In the ongoing deadlock over the prospect of raising the federal debt limit, a sticking point has been whether or not any deal would include tax increases. These have euphemistically been referred to by Democrats, and chiefly by President Obama, as efforts to “raise revenue.”
On July 16, for instance, Bloomberg News reported that “President Barack Obama said Republican lawmakers should agree to raising revenue in any deficit-cutting deal, noting he has agreed to consider cuts to entitlement programs such as Medicare.”
Said the President: “I’m willing to do what it takes to solve this problem, even it it’s not politically popular.... I expect leaders in Congress to show that same willingness to compromise.”
The White House has continued to push for increased revenue through tax increases, mainly on “the rich” and on corporations. At a July 22 “town hall” meeting at the University of Maryland, President Obama insisted that increasing revenue through taxes on high earners and corporations was necessary.
“[W]e can’t just close our deficit with spending cuts alone,” the President said. He went on to warn that spending cuts alone would result in seniors, students, and the unemployed facing higher costs.
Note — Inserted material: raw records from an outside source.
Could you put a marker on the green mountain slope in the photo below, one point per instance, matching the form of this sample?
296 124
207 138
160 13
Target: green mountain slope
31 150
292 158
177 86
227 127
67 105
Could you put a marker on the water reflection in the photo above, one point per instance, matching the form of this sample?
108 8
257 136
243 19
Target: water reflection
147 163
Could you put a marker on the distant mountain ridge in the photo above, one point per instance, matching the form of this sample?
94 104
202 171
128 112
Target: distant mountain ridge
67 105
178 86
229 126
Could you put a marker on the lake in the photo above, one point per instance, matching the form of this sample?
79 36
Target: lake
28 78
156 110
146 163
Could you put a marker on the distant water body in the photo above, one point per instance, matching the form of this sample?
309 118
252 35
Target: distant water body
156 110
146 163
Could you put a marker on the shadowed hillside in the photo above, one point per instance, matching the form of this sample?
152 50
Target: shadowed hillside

Relying on spending cuts alone, he said, “means that seniors would have to pay a lot more for Medicare, or students would have to pay a lot more for student loans. It means that laid-off workers might not be able to count on temporary assistance or training to help them get a new job. It means that we’d have to make devastating cuts in education and medical research and clean energy research — just at a time when gas prices are killing people at the pump.”